How about you decide you want to train your service and parts managers to become more effective and productive managers by measuring the performance of their respective employees every single day and using those measurements to compare their performance to the industry benchmarks and thereby hold them accountable for their individual performance. You feel it’s important that these managers become proficient at reading, understanding and evaluating their departments’ financial statements to build a plan and focus on achieving 100-percent service absorption. Your managers respond with, “I don’t have time to do all that stuff.” What do you do? If your managers do not have time to do “that stuff,” then they’re not really managing. Do you need their buy-in to do the job you hired them to do?

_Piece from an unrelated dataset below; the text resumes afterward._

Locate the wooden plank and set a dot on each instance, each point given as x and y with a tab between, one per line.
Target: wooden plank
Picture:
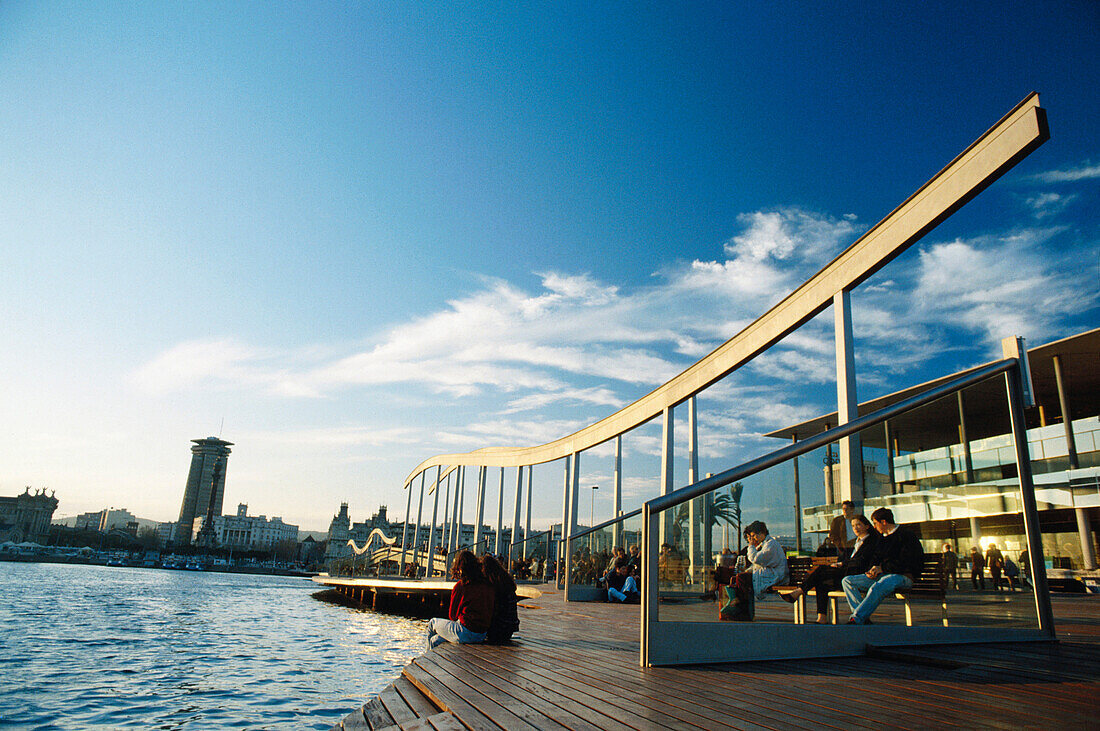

By now you should have a pretty good idea that I don’t have much empathy for people who don’t buy into change when it comes to improving customer satisfaction and retention, increasing profitability, and giving dealers the kind of return on their investment they deserve. Here’s a news flash: There are dealers who are losing money in their fixed operations because of the lack of buy-in by employees to change. Hold them accountable to change, or replace them! You don’t need their vote.
You think I’m too harsh? You think because someone has worked for you for a number of years that they shouldn’t be held accountable for their performance? Does tenure make them a top performer? Please answer the following questions:
1. What do you do with an F&I producer who can only average $200 per retailed unit?
2. What do you do with a salesperson who can only sell four cars a month?
3. What do you do with a sales manager who won’t take a T.O.?
4. What do you do with a used car manager who doesn’t have time for an appraisal?
I’m guessing your answers were a little harsh. Most dealers have accountability in place for the sales departments. Your processes are not optional based on who buys into them, are they? Why should fixed operations be any different? You are not running a democracy.